About 40 million U.S. adults aged 20–69 years have noise-induced hearing loss, YES, you read that correctly…. age 20!  This is a form of hearing damage that results from exposure to loud noise and could be cumulative harm that developed from exposure over time, or it could occur from a one-time severe episode. Although some causes are preventable, once it occurs, it is irreversible. Far from simply being an annoyance, hearing loss can affect almost all aspects of life, including physical health, mental health, employment status and success, social functioning and satisfaction, and much more. Hearing loss can be treated through various technologies and techniques under the care of a certified audiologist, but hearing is never fully restored.

In addition to the dangers posed by listening to ear buds or headphones at too-loud volumes and for too long, noisy settings are commonplace in today’s society, including the Oklahoma City metro area. Many restaurants are specifically designed to elevate noise levels to make establishments feel more energetic. Similarly, some sports stadiums have been built with sound elevation in mind, thought to improve the fan’s experience and serve as a home-team advantage. Coffee shops, fitness classes and other businesses make modern society a collectively loud place.

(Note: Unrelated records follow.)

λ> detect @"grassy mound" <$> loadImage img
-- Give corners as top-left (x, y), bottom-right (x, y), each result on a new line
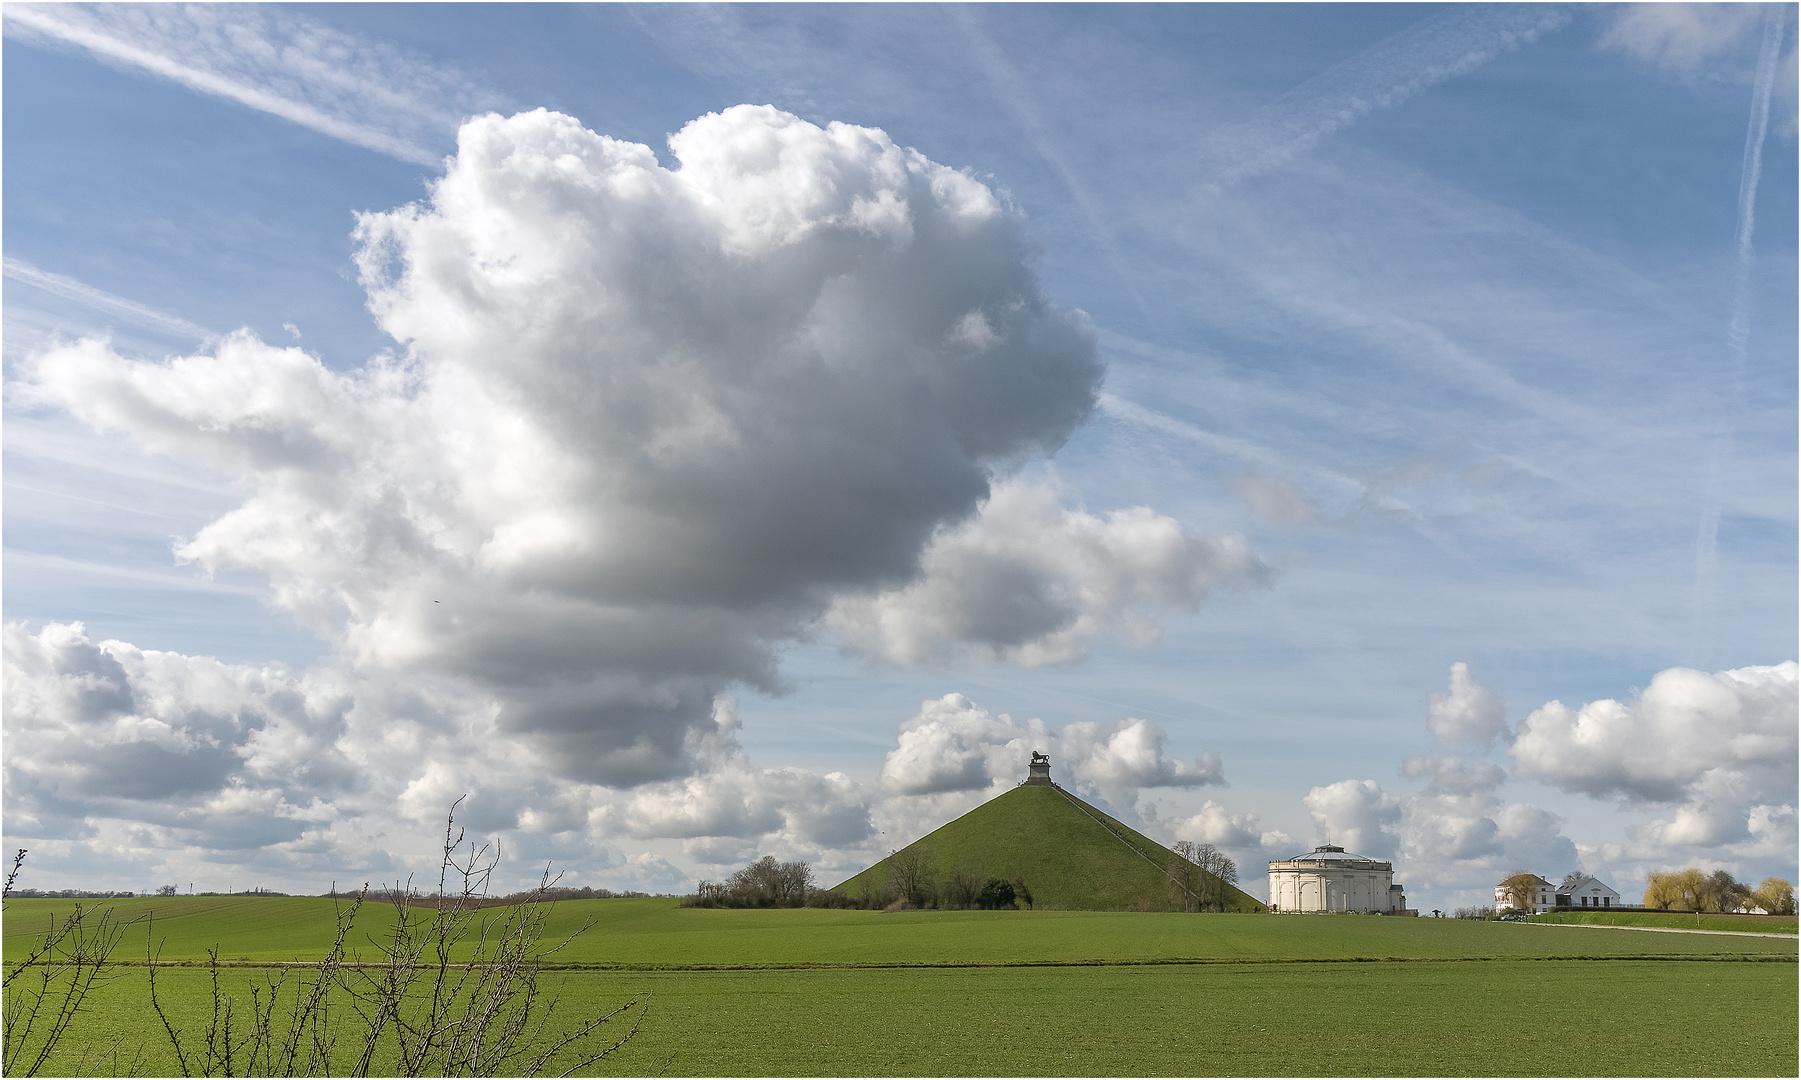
top-left (832, 783), bottom-right (1263, 912)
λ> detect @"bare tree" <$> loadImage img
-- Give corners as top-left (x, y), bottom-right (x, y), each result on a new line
top-left (687, 856), bottom-right (814, 908)
top-left (884, 846), bottom-right (936, 909)
top-left (1169, 841), bottom-right (1238, 912)
top-left (941, 866), bottom-right (986, 910)
top-left (1496, 871), bottom-right (1542, 913)
top-left (1702, 870), bottom-right (1751, 914)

“Although many people report concern about noisy environments, not nearly enough of us take protective steps,” said Oklahoma-based audiologist, Dr. Rachel Lamb.  She offers some simple ways that the people of the Oklahoma City metro area can take charge of their hearing health—this month and always:

  • Wear hearing protection. Earplugs and earmuffs are cheap, portable, and (with a good fit) offer excellent hearing protection. Take them along when you know you’ll be in a noisy setting. Better yet, keep them on you at all times! Oklahoma Hearing Center offers a service to create custom fitting ear plugs, if you would be interested.
  • Reduce exposure. Take steps to reduce your exposure to noisy settings. Visit noisy establishments during off times, consider quieter settings and talk to managers if you find the noise level uncomfortable.
  • See a certified audiologist for a hearing evaluation. A recent government report stated that 1 in 4 U.S. adults who report excellent to good hearing already have hearing damage. Many adults don’t routinely get their hearing checked and even those who are concerned often delay treatment for years. Postponing treatment can have serious medical and mental health repercussions in addition to reducing a person’s quality of life, so visit with a certified audiologist if you have any concerns.

“This advice about hearing protection goes for just about everyone, from the youngest of children to older adults, from those with excellent hearing who want to maintain it, to those who already have some hearing loss and don’t want to make it worse,” notes Dr. Lamb. “As a society, everyone needs to prioritize hearing protection.”